In individuals with cystic fibrosis the CFTR channel is not present and so ENaC is inhibited. Since the CFTR protein is not there to reabsorb salt, the sweat of these individuals can taste salty, (Hopki, 1998). In contrast to sweat gland cells, in all other epithelial cells the normal CFTR protein has an inhibitory effect on ENaC (Mayi, 2010). The tissue-specific functions of CFTR are further exemplified by the following diagram (Mayi, 2010):

In cystic fibrosis the epithelial cells that line the lungs and digestive tract will have increased ENaC activity (Mayi, 2010). Since chloride is not being secreted into the mucus and ENaC is active sodium uptake will be increased across the plasma membrane (Mayi, 2010). Lower salt in the mucus results in dehydration, causing a very thick and viscous mucous, containing far less water than normal (Mayi, 2010). The build up of this sticky mucus causes a myriad of problems. In the pancreas clogged passageways prevent digestive enzymes to enter the intestines, causing impaired digestion (Hopki, 1998).
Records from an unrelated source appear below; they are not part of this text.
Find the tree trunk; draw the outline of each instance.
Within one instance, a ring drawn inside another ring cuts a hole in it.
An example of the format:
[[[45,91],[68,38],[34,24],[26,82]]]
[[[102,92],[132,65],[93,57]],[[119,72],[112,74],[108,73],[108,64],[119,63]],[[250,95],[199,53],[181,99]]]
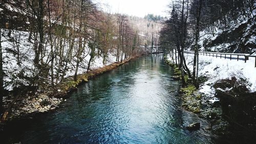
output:
[[[3,52],[1,35],[2,30],[0,29],[0,116],[4,111],[3,108],[3,98],[4,97],[4,71],[3,70]]]
[[[50,10],[50,2],[49,0],[47,1],[47,4],[48,6],[48,18],[49,25],[49,38],[50,38],[50,45],[51,46],[51,84],[52,86],[54,85],[54,74],[53,71],[53,65],[54,65],[54,54],[53,54],[53,45],[52,44],[52,23],[51,22],[51,12]]]
[[[41,64],[42,64],[42,55],[44,37],[45,34],[44,33],[44,0],[38,0],[39,11],[37,17],[38,31],[39,33],[39,46],[38,50],[38,57],[41,54]]]
[[[198,40],[199,38],[199,32],[200,32],[200,16],[201,16],[201,10],[202,9],[202,0],[199,0],[199,4],[197,2],[197,23],[196,27],[196,39],[195,39],[195,54],[194,54],[194,65],[193,65],[193,82],[195,86],[197,88],[199,87],[199,84],[198,82],[198,62],[199,62],[199,55],[198,55]],[[213,29],[214,28],[213,28]]]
Mucus in the lungs clogs airways, preventing air exchange and leading to respiritory problems such as emphysema (Hopki, 1998). Individuals with cystic fibrosis have a predisposition to catching respiratory tract diseases because the mucus contains many nutrients for bacteria (such as pseudomonas aeruginosa) (Moskwa, 1998).

So what types of mutations have the ability to cause such profound symptoms? The most common mutation present in chromosome 7 of cystic fibrosis patients (70%) is ∆F508, where three nucleotides that code for amino acid 508, a phenylalanine, are deleted (Cheng, 1990). Patients with the ∆F508 mutation will produce an immature CFTR protein that does not fold correctly and which is degraded by the cell (Cheng, 1990). The endoplasmic reticulum possesses a mechanism that prevents the transport of mutant or misfolded proteins that would otherwise be destined to the Golgi for further processing (Cheng, 1990). The misfolded CFTR protein is instead dislocated to the cytosol, where

it is ubiquinated and degraded by proteosme ER associated degradation (Mayi, 2010).
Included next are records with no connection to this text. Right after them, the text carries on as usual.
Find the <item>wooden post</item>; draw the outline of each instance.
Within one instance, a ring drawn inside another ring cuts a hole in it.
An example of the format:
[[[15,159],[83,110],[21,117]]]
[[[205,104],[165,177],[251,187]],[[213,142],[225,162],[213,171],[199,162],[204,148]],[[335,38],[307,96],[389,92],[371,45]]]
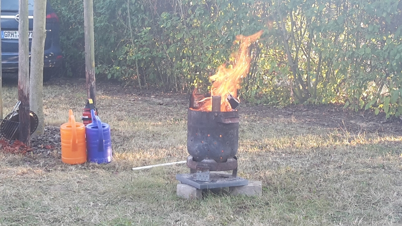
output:
[[[34,36],[31,48],[31,76],[29,84],[30,107],[39,119],[33,136],[45,133],[43,114],[43,54],[45,52],[46,0],[35,0],[34,5]]]
[[[0,1],[0,9],[2,9],[2,1]],[[0,25],[0,31],[2,30],[2,26]],[[2,49],[2,41],[0,40],[0,51]],[[0,54],[0,119],[3,119],[3,68],[2,67],[2,55]]]
[[[93,0],[84,0],[84,21],[86,96],[92,99],[96,104]]]
[[[28,1],[19,0],[20,21],[18,25],[18,99],[21,101],[19,110],[19,139],[31,146],[31,123],[29,117],[29,61],[28,55]]]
If the ∆F508 protein was delivered to the plasma membrane, and not marked for degradation by the ER, it could still function as an active chloride channel (Mayi, 2010). A drug by the name of miglustat has been shown to correct the transfer of the mutated ∆F508 protein to the plasma membrane and thus restore its chloride channel function (Norez, 2006). Miglustat prevents the ∆F508/calnexin interaction in the ER, allowing the misfolded protein to bypass the ER's quality control mechanism (Norez, 2006). Calnexin is a "chaperone" molecule imbedded in the cytosol that allows the monitoring enzyme, glucosyl transferase, to recognize misfolded proteins (Mayi, 2010). Other drugs, such as azithromycin (an antibiotic), are necessary for cystic fibrosis patients as they are subject to frequent infections. Antibiotics prevent bacteria from growing by interfering with their ability to make proteins (Hopki, 1998). Lung transplantation also often becomes necessary as lung function and exercise tolerance declines (Fridell, 2005). Individuals with cystic fibrosis must have both lungs replaced because the remaining lung might contain bacteria that could infect the transplanted lung (Fridell, 2005). Treatments such as these, however, do not provide any long-term benefits and fall far from curing the disease. This is why it is crucial to gain a better understanding of the CFTR protein and the pathogenesis of cystic fibrosis, so that we may develop novel approaches to treat this disease and one day find a cure.